Rooting about in the pile for several moments, he dragged a paper from the heap and dropped it on top of the crumpet crumbs.
It was an email I’d printed out with the directions to Dalziel Millar’s Lanarkshire home.
“Huh, nice try, my friend, but I don’t think Millar wants me invading his space again any time soon.
” I huffed as the memory came back to me.
“I might have suggested his PA should run away with me. He’d never forgive me if I went back and persuaded her to actually do it.
Good administrative staff are hell to find. ”
Terrance made an exasperated squawk and pecked the paper. “Look.”
I leaned over. “Oh. The Council itself.” I considered this for a moment. “You think I should ask the Council to help me find somewhere new to live?”
“Obviously.”
“I’ll try by myself first. Don’t want to look like I can’t function without checking in every time an obstacle gets thrown in my path.

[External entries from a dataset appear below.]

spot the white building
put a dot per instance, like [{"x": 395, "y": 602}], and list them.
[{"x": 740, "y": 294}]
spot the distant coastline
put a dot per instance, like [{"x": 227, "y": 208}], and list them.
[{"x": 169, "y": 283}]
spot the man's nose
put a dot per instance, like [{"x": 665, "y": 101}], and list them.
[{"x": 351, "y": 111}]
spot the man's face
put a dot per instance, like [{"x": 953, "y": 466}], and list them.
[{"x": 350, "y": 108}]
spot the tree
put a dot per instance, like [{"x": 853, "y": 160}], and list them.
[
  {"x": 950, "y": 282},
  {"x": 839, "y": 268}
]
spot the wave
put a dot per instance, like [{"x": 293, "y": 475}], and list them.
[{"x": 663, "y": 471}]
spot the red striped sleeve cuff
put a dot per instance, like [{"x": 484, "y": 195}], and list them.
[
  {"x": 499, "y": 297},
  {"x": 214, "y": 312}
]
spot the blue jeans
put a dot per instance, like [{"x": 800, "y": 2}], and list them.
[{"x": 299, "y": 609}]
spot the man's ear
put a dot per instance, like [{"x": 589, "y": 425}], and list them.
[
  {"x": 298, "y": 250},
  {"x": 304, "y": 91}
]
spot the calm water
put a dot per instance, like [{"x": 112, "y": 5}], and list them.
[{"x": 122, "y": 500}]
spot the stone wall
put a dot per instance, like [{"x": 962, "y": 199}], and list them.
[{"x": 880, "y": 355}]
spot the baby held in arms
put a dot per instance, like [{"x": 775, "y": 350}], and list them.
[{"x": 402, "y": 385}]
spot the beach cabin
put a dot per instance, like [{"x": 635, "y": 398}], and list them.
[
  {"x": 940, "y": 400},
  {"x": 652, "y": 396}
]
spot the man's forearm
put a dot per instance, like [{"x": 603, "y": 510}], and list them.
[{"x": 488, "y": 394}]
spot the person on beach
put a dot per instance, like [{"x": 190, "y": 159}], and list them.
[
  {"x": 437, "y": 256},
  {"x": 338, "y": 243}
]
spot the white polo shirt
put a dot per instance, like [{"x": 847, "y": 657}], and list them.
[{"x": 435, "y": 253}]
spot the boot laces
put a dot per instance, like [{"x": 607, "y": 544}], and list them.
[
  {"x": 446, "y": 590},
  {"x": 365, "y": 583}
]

” Terrance clicked. “All right, I know I don’t do that, but I’m a grown man, for pity’s sake.
I found one remote cottage with a nice parcel of land in the middle of the countryside.
I can find another.” My heart sank at the prospect of trawling through dozens of property pages.
“Might as well make another pot of tea. I could be here some time. And you’re going to help. ”
I plugged in my laptop, eyed it with the distaste it deserved, and opened a browser.